Uma viagem trágica através do continente africano
Uma semana depois da estreia de Casa Grande (2014), primeira longa-metragem de Fillipe Barbosa, chega a segunda: Gabriel e a Montanha (2017). E o menos que se pode dizer é que, ainda que com resultados algo desequilibrados, o cineasta brasileiro (nascido no Rio de Janeiro, em 1980) revela um invulgar sentido de risco.
De facto, os dois filmes não podiam ser mais diferentes. Não apenas no ambiente das respetivas histórias, mas sobretudo nas opções narrativas. Casa Grande é uma variação sobre um modelo clássico de melodrama, centrado numa família rica do Rio de Janeiro cuja existência se vai desmoronando. Por sua vez, Gabriel e a Montanha possui a ambição de uma epopeia geográfica, mas também intimista, capaz de ecoar a aventura de Gabriel Bachman (João Pedro Zappa), uma personagem verídica - depois de uma longa viagem através do continente africano, foi encontrado morto no Monte Mulanje, no Malawi, próximo da fronteira com Moçambique.

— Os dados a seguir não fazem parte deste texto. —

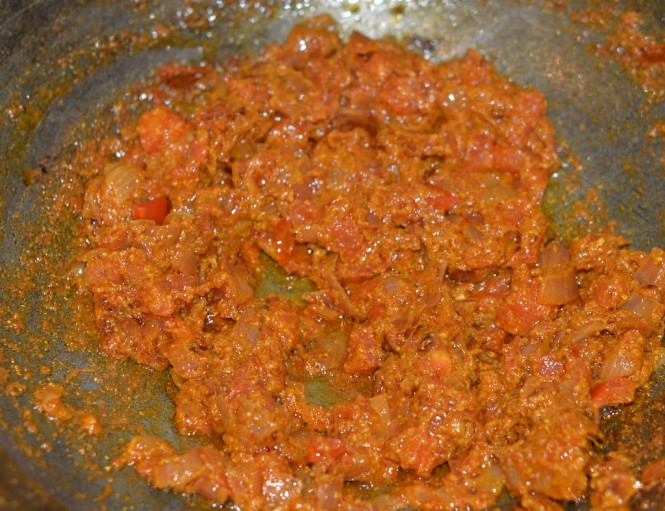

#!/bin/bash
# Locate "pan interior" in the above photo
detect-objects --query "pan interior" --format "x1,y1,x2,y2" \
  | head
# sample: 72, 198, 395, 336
0, 0, 665, 510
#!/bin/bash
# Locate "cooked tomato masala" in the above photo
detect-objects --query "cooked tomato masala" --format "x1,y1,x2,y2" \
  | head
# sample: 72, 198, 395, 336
79, 17, 665, 511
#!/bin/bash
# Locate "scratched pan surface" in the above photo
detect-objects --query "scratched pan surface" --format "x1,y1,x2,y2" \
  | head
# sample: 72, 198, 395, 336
0, 0, 665, 511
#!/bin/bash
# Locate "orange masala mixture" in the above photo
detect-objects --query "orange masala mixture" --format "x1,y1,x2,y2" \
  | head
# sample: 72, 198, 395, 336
74, 17, 665, 511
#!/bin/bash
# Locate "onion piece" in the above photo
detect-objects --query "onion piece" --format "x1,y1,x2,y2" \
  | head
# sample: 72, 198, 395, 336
623, 295, 660, 320
104, 163, 141, 205
599, 353, 637, 380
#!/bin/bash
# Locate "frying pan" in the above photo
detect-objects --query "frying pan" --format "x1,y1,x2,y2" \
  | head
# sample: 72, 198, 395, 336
0, 0, 665, 511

Não se pense que a revelação do desenlace da epopeia de Gabriel retira ao filme a surpresa do seu final. Desde o início do projecto, Fillipe Barbosa sempre deu conta da sua principal motivação: era grande amigo de Gabriel, funcionando o seu filme como um requiem para tentar compreender o que aconteceu a esse jovem de 28 anos, à beira de iniciar um doutoramento na Universidade da Califórnia, para se lançar numa demanda bizarra que terminaria, tragicamente, no seu falecimento por hipotermia. Mais ainda: tais informações acompanharam a divulgação do filme, além de que a descoberta do seu corpo, depois de ter estado desaparecido durante 19 dias, surge revelada na cena de abertura de Gabriel e a Montanha.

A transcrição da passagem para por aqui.